As part of its curatorial projects, Edouard Malingue Gallery presents Clamour Can Melt Gold, a group exhibition that addresses the representation, cultural value and economy around the extraction of gold. It brings together works by Marcel Broodthaers, He Xiangyu, Alfredo Jaar, Regina Jose Galindo, Kwan Sheung Chi & Wong Wai Yin, Sarah Lai, Prabhakar Pachpute, Danh Vo, School of Zanabazar. The show is curated by Inti Guerrero.
Gold has had an almost universal presence in the history of most societies as a symbol of wealth. It has also been regarded as one of the most trusted types of currencies, generally considered to be lacking the risks associated with paper money and other abstract currencies. In China and Hong Kong, gold has been a key element of traditional culture, its colour and symbols being widely represented as general signs of prosperity and good fortune. The major current market of golden jewelry in Hong Kong, catering increasingly to shoppers from the expanding Mainland Chinese middle class, is significant enough to influence general economic parameters, as seen in recent years.
The title of the show translates a Chinese idiom: 眾口鑠金. Having a moral dimension, it can be rendered as ‘clamour can melt gold,’ meaning that the voices of many people can confuse right with wrong. Legend has it that Sun Yat-sen used it regarding something being struck down by the majority. The exhibition presents two overlapping narratives. One addresses the gold market and the social representation of the value of gold. The other confronts the audience with the social complexities in the geographies related to the extraction of gold. The violence and inequalities associated with gold mining are often forgotten or overlooked in the markets of its consumption.
For the exhibition, Sarah Lai (b. 1983, Hong Kong) produced a new commission responding to the choreographed politics of representation in high-end jewellery advertisements. Her observations on the relationship between depicted object and gesture, flesh out centuries-old notions of value and the anxieties of consumption in today’s democratization of luxury. Shown closely to her work is an authentic late 17th century Mongolian sculpture from the School of Zanabazar. The golden figure is characteristic of a style depicting various Buddhist subjects, which has been highlighted by art historians as showing a high degree of individual artistry. It has contributed to the domestic adoration of golden statues and to the proliferation of Buddhism.

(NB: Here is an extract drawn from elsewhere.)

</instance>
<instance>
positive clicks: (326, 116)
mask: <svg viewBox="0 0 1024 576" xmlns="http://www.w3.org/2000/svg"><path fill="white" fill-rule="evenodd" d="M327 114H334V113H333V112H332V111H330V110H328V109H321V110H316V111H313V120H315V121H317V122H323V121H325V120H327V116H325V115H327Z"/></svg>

In radical contrast to this, the show includes a significant body of work by Alfredo Jaar (b. 1956, Chile/US) on Serra Pelada, an open cast gold mine in northeastern Brazil. The artist visited it in the mid-1980s and subsequently produced works that translate the inherent paradox between the high prices of gold in the global market and the abject and primitive conditions around its extraction. Through a different aesthetic and speaking from another geographical standpoint, Prabhakar Pachpute’s (b. 1986, India) newly commissioned drawings also depict mining, as well as the forces of capital and human costs involved. His distinctive iconography of charcoal figures also questions the mining’s impact on the landscape.
Another segment of the exhibition revolves around the real and metaphoric value of gold. It features a seminal 1970s piece by Marcel Broodthaers (1924–76, Belgium) from his Musée d’Art Moderne, which challenges the logics of the market by resignifying the value of gold bars in relation to the price of canonical Western artists and global trade commodities. Echoing Broodthaers’ critique and playfulness with gold as a signifier of wealth are the sculptural pieces by Danh Vō (b. 1975, Vietnam/Denmark) and He Xiangyu (b. 1986, China) respectively, who apply gold to consumer goods and basic groceries.
In the case of Kwan Sheung Chi (b. 1980, Hong Kong) & Wong Wai Yin’s (b. 1981, Hong Kong) project on display, institutional critique, or rather the critique of institutions—to the economy to the government etc. – also uses the value of gold but simultaneously brings about a moral question regarding Hong Kong’s current vulnerable citizenry. In an intimate space towards the gallery’s exit, visitors are drawn to the documentation of a performance by Regina Jose Galindo (b. 1974, Guatemala), strongly questioning the historical looting by European colonial powers of the wealth accumulated by pre-Columbian societies in the Americas. Although carried out by a single body, that of the artist herself, it carries the historical weight and exploitation of an entire continent that for centuries has accompanied the extraction of gold.